Myanmar on Saturday submitted its first report to the International Court of Justice (ICJ), detailing what it has done to prevent further persecution against the country’s Muslim Rohingya minority as well as preserving evidence of the genocidal campaign seen in recent years.
In January, the Hague-based court had issued a provisional order, asking Myanmar to safeguard the mostly Muslim group in western Rakhine state from genocide.
The top UN court agreed last year to consider a case brought by The Gambia, on behalf of the Organization of Islamic Cooperation (OIC), alleging that Myanmar committed genocide against the Rohingya, an accusation vigorously denied by the government.

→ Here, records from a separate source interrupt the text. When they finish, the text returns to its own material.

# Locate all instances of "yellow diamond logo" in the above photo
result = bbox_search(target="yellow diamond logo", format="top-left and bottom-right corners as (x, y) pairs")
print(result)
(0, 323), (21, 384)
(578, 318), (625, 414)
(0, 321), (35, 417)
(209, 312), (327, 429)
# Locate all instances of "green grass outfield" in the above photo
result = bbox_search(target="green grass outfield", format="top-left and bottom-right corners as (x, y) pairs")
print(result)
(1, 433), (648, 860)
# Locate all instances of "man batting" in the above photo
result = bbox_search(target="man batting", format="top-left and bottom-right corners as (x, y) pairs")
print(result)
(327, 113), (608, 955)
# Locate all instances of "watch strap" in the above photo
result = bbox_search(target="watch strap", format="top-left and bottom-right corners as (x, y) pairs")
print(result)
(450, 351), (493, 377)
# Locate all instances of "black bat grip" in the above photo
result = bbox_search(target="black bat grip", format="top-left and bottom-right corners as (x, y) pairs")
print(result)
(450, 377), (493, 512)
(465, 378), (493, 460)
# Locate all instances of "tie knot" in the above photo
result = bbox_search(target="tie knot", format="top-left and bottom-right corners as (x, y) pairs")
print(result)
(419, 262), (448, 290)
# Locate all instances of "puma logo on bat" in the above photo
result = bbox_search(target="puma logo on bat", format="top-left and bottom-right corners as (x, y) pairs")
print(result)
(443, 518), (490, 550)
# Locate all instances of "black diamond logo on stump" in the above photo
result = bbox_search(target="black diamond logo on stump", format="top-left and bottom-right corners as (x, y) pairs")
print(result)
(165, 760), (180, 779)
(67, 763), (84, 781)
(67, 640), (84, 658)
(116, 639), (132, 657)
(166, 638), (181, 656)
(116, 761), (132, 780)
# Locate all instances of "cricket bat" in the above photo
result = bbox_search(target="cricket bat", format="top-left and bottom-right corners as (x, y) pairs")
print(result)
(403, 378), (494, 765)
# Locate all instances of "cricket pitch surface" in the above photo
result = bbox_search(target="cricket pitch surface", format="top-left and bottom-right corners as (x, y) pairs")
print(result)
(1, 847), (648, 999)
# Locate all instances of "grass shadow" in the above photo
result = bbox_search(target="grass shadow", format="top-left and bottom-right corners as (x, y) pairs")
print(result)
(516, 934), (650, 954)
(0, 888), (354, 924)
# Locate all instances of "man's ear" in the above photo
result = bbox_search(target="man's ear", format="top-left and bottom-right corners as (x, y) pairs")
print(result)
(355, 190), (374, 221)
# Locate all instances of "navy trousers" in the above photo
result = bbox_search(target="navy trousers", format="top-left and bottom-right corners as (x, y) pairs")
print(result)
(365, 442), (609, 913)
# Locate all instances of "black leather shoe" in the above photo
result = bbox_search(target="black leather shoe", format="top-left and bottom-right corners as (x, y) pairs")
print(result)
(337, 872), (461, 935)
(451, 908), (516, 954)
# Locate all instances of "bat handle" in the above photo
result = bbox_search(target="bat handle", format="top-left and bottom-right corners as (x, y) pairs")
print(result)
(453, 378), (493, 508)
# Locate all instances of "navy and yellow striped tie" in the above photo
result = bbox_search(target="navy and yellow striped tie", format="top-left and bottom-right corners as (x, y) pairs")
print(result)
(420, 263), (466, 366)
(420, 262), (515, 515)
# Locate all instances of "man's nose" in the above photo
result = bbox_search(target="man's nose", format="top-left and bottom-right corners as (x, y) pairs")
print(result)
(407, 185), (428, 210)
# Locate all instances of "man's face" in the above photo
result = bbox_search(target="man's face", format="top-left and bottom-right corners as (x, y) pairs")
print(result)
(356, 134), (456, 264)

Myanmar’s military in August 2017 launched what it called a “clearance operation” in Rakhine state in response to an attack by a Rohingya armed group. The crackdown forced more than 7,30,000 Rohingya to flee to neighboring Bangladesh and led to widespread accusations that security forces committed mass murder, gang rape, torture and arson.
A foreign ministry official said that the report submitted on Saturday was based on three directives issued by President Win Myint’s office in April.
It is unclear if the court will make the report public.
The official said that the president ordered the regional government and military not to remove or destroy evidence of a genocide. He also instructed them to prevent genocidal acts as well as incitement and hate speech against the Rohingya.
“What I know is that the report was based on what we have done and what we are doing regarding these three directives,” said the official.
David Scheffer, US ambassador-at-large for war crimes, said before Myanmar filed the report that it was “an important milestone”.
“The world should learn whether Myanmar not only is complying with an international order, but whether it has done so truthfully and without deception or obfuscation,” he said.
Scheffer made the remarks in a foreword to a report titled No Place for Optimism: Anticipating Myanmar’s First Report to the International Court of Justice.
Rohingya groups, on the other hand, say Myanmar has ignored the ICJ’s orders and the military is still committing atrocities in Rakhine state.
“Myanmar has not taken any serious action to protect the Rohingya,” said Muhammed Nowkhim, a Rohingya activist based in Bangladesh who fled the 2017 violence.
Nowkhim said that refugee groups in Bangladesh have documented dozens of cases of Rohingya being killed or injured in Rakhine since the ICJ order, often by military shelling.
According to news reports, around 600,000 Rohingya remain inside the country, and remain extremely vulnerable to attacks and persecution.
The Rohingya, described by the United Nations as the world’s most persecuted people, have faced heightened fears of attack since dozens were killed in communal violence in 2012.
According to Amnesty International, more than 750,000 Rohingya refugees, mostly women and children, fled Myanmar and crossed into Bangladesh after Myanmar forces launched a crackdown on the community in August 2017.
Since then, nearly 24,000 Rohingya have been killed by Myanmar’s state forces, according to a report by the Ontario International Development Agency (OIDA).